I’m trying to use the Orthanc web viewer in my own website so that doctors can see the images given an ID. The problem is that I must protect the URL so no one can access the root system.
This can also be done at a higher level in some Web application (for instance in PHP), or in your reverse proxy. I will personally not provide any support about this topic, as this highly dependent on your workflow."
I guess I finally got it. Instead of creating this script, I configured the Authorization plugin. This way, I had to create an endpoint and put that endpoint on the orthanc.json file so every request was redirected to my endpoint and there I was able to choose if the request should or not pass.
@ Sébastien can you tell me if it secure just to check if the request has “osimis-viewer” or “orthanc-id” on its content?
Thanks!
A quarta-feira, 14 de outubro de 2020 à(s) 14:30:22 UTC+1, Clasus escreveu:
I experimented around with various methods for access controls for users. I did work with the Authorization Plug-in a little, but I think there are some limitations with that also since I do not think you can limit access in a granular way (i.e. only a particular referring physician, a particular patients by MRN, or a particular study).
If you are familiar with NGINX reverse proxies and the http_auth_request module that comes with that, that provides a mechanism without Lua Scripts or the Orthanc Auth Module.
There are many tutorials about how to use that on the web. It can get a little complicated, but if given a study uuid (e.g.), the initial request is like the following.
If you want granular control there is some checking to do regarding access to the study (i.e. patientid, referring physician), and you probably want to only have access to the osimis-viewer url and no other explorer or REST api call urls. Also, the subsequent requests for series and images and .js .css can be filtered via NGINX and a web app or the auth module.
It is a bit of a pain to set up, but using an NGINX server with Orthanc actually works pretty well.
are on the Orthanc Book. If you are interested in using NGINX I suggest that you read the link above and to a little research to see if that route would work for you.
If you just want to limit access to the viewer but are OK with allowing users access to the entire library of studies, I think you can use the Orthanc Auth Plug-in for that, although NGINX would allow you to do the same thing.
Firts of all, thank you Sebastien and ssc for your answers.
So, I have been working with the Authorization Plugin and for what I want it is okay. However, I would like to increase the security so I’m trying to use jwt but I have a problem: when accessing osimis-webviewer, the system does mora than one call to the Orthanc system. In the first request (the one I programed) I did put the token there but the subsequent ones doesn’t have the token so, they are automatically ignored by the plugin.
Does any one knows how can I solve this?
Thanks!
A segunda-feira, 19 de outubro de 2020 à(s) 15:02:50 UTC+1, ssc...@icloud.com escreveu:
Update: I solved my problem.

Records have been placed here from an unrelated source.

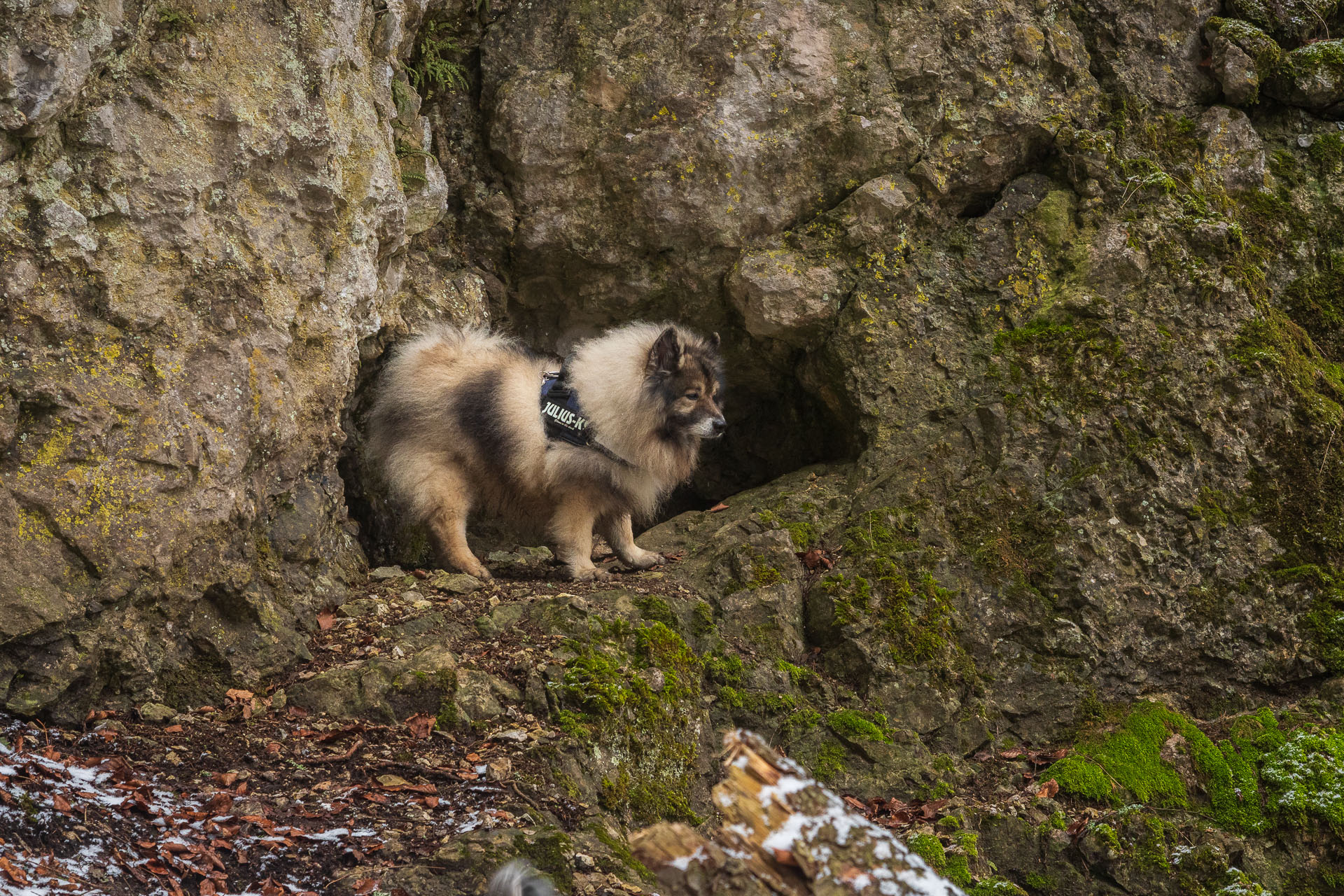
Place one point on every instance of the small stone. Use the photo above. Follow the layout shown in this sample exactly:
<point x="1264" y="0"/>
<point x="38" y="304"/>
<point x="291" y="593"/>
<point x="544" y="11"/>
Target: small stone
<point x="363" y="608"/>
<point x="454" y="582"/>
<point x="158" y="713"/>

There was a error on the URL that I was building and I defined on orthanc.json the folders/resources available for everyone
A sexta-feira, 23 de outubro de 2020 à(s) 16:05:46 UTC+1, Clasus escreveu:
So the setup is not that complicated. To make things work the way I have you must enable Authentication Plugin. For the people that don’t know what that plugin does, it redirects all requests to a certain endpoint that you specify. On that endpoint that you create, you can inspect in a basic way all the requests (see the Orthanc manual) and decide with your own rules, if you accept the request or reject it. This is usefull to limit the API methods that are available and also to block or not the access to the Osimis/Orthanc Viewer. As the system is (still?) not the most complete, you cannot know the original IP address that made the request which would be grate for setting other type of rules in our endpoint (for example, allow every request that is sent from an IP address). With this plugin you can also specify which directories/files the authorization plugin can ignore and allow it straight away which you must specify in order to make things work (I used the ones in the example on the manual).
Since this is still not that secure, I use JWT where I have put some info that is usefull for me such as the role (patient, medic, etc). This way, I can verify on the authorization endpoint if the request is valid (it must contain the token and it has to be valid) and allow it based on that info.
The problem I have is that the web interface doesn’t load correctly (some css is missing) maybe because some subsequent request is made without the token and is automatically ignored by the plugin (I cannot control that). However, for what I what that is not a big issue but would be grate to be able to use it correctly.